Demystifying Data Subject Access Requests: A Comprehensive Guide for Individuals
Have you ever needed to correct your personal information being held by an organisation. Are you among those who are increasingly concerned about how their personal information is collected, stored, and used by organisations? To control the processing of your data and your privacy rights, data protection laws and regulations such as the NDPR (Nigeria Data Protection Regulation) and NDPA (Nigeria Data Protection Act) have been enacted. One significant provision of these laws is the Data Subject Access Request (DSAR), which grants individuals the right to access their personal data held by organisations.
Understanding Data Subject Access Requests (DSARs)
A Data Subject Access Request (DSAR) is a formal inquiry made by an individual (referred to as the “data subject”) to an organisation to obtain access to the personal data that the organisation holds about them. This right to access personal data is a fundamental aspect of data protection laws worldwide and is designed to empower individuals to take control of their personal information.
Background and Purpose of DSARs
The concept of DSARs originated from the need to address the power imbalance between individuals and organisations concerning personal data. Historically, individuals had limited visibility and control over how their data was processed by organisations. DSARs emerged as a mechanism to correct this equation by providing individuals with a means to access, review, and if necessary, correct or erase their personal data.
Legal Basis and Requirements
DSARs are legally mandated under NDPA and similar laws in other jurisdictions. These laws specify the rights of individuals regarding their personal data and impose obligations on organisations to facilitate DSARs promptly and transparently.
Scope of Personal Data Covered
The personal data that can be requested through a DSAR is broad and encompasses any information relating to an identified or identifiable individual. This may include basic identification details, contact information, financial records, employment history, online activity, and more. Organisations are required to provide access to all personal data that falls within the scope of the request.
Importance of DSARs for Individuals
DSARs play a crucial role in empowering individuals to exercise greater control over their personal information. By making informed decisions about how their data is processed, individuals can protect their privacy, rectify inaccuracies, and mitigate potential risks associated with data misuse or unauthorized access.
Step-by-Step Guide to Submitting a DSAR
Now that we have covered the background and significance of DSARs, let us explore the step-by-step process individuals can follow to submit a DSAR effectively
Step 1: Understand Your Rights
Before initiating a DSAR, it is important to understand your rights as a data subject under relevant data protection laws. Familiarise yourself with the specific provisions and requirements outlined in laws and regulations like the NDPA to ensure that your request aligns with legal guidelines.
Step 2: Identify the Data Controller
The data controller is the organisation responsible for determining the purposes and means of processing personal data. Identify the entity or entities from which you wish to request access to your personal data. This may include companies with which you have a customer relationship, employers, or any other organisation that processes your personal information.

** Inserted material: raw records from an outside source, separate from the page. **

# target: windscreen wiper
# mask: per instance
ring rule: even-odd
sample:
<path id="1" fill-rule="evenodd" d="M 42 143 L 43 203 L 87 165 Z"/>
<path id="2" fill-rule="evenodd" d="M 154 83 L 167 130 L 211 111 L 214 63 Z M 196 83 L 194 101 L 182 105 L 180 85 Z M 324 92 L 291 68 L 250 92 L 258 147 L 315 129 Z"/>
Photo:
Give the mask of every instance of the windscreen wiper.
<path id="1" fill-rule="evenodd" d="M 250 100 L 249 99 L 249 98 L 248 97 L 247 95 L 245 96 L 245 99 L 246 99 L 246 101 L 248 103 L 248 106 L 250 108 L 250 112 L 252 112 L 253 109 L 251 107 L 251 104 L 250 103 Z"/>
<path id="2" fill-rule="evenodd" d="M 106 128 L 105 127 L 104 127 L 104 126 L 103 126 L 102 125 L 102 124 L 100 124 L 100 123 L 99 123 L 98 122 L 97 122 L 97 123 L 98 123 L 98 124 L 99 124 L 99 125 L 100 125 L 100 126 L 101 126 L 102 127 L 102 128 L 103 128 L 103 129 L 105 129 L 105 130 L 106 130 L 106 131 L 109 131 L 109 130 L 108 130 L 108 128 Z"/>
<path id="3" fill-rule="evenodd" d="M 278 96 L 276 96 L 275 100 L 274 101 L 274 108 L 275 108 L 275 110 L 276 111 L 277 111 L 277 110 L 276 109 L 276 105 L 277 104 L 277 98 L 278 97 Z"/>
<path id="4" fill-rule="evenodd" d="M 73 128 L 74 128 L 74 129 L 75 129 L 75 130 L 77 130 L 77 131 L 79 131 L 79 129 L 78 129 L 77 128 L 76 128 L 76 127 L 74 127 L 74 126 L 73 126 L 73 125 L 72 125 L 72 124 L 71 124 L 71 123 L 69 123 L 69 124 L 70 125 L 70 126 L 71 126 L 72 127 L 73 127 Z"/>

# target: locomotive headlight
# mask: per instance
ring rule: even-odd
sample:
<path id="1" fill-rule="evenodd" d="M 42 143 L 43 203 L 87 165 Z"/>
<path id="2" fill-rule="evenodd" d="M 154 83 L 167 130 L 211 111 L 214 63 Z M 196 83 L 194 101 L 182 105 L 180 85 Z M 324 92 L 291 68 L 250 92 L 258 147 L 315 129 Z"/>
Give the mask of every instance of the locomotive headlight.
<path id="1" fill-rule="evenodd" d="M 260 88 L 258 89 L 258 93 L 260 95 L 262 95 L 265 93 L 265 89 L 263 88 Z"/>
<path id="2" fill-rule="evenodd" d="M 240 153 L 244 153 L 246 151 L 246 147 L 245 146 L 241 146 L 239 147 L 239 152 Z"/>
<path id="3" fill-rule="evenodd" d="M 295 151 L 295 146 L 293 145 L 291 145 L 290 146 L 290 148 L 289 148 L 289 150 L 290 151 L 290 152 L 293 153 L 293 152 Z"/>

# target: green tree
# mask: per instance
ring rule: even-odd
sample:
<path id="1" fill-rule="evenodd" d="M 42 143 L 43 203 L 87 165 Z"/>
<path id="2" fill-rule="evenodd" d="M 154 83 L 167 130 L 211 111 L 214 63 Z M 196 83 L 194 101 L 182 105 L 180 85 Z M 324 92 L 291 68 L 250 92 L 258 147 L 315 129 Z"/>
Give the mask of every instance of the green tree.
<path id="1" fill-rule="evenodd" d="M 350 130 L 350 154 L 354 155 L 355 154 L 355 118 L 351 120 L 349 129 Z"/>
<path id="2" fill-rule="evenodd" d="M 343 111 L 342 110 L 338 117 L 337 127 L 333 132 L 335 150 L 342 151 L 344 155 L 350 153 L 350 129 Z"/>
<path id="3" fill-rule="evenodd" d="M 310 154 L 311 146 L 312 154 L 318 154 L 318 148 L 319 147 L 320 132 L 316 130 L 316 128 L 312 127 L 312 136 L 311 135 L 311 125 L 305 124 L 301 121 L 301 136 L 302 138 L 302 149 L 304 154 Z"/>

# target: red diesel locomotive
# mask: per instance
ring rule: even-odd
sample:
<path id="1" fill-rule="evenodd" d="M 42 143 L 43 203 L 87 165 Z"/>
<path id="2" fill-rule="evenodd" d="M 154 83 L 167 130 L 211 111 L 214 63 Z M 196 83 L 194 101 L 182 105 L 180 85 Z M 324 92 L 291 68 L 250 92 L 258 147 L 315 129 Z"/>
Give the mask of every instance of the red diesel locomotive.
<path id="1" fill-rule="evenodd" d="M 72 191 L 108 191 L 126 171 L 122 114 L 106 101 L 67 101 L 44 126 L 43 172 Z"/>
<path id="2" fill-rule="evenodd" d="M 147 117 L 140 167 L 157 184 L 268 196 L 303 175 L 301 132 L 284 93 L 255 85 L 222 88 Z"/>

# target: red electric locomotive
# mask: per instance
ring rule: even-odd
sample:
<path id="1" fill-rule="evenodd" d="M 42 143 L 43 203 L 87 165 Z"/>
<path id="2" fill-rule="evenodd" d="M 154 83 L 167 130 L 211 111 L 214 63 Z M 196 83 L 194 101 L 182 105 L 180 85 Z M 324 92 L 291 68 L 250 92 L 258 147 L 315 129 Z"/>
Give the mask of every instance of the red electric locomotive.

Step 3: Locate Contact Information
Search for contact details of the data controller’s Data Protection Officer (DPO) or the relevant point of contact designated for DSARs. This information is often available on the organisation’s website or privacy policy. If you can’t find it, reach out to the organisation’s customer service for assistance.
Step 4: Prepare Your Request
Draft a clear and concise DSAR that includes the following information:
• Your full name and contact information
• Any relevant account numbers, reference numbers, or identifiers to help the organisation locate your data
• A description of the personal data you’re requesting access to (e.g., emails, transaction history, account information)
• The timeframe for the data you’re requesting, if applicable
Step 5: Submit Your Request
Send your DSAR to the data controller via the designated contact method. Be sure to follow any specific instructions provided by the organisation for submitting DSARs. Keep a record of the date you submitted your request for reference.
Step 6: Verify Your Identity
In some cases, the data controller may require you to verify your identity before processing your DSAR. Be prepared to provide additional documentation or information to confirm your identity if requested.
Step 7: Await Response
Once the data controller receives your DSAR, they are legally obligated to respond within a reasonable timeframe stipulated by relevant data protection laws. Under the GDPR, for example, organisations typically have 30 days to respond to DSARs, although this may vary depending on the jurisdiction.
Step 8: Review the Response
Upon receiving a response from the data controller, carefully review the information provided. Verify that the organisation has fulfilled your request for access to personal data and assess whether the data provided is accurate and complete.
Step 9: Take Further Action (if necessary)
If you’re dissatisfied with the response received or believe that the organisation has not complied with its obligations under data protection laws, you may have recourse to lodge a complaint to the Nigeria Data Protection Commission. Consult legal advice if you are not sure about your next steps.
Conclusion
Data Subject Access Requests enhance individuals to exercise control over their personal data. By following this step-by-step guide, data subjects can navigate the DSAR process confidently and assert their rights under data protection laws effectively. With this knowledge, individuals play a major role in shaping a transparent and accountable data ecosystem.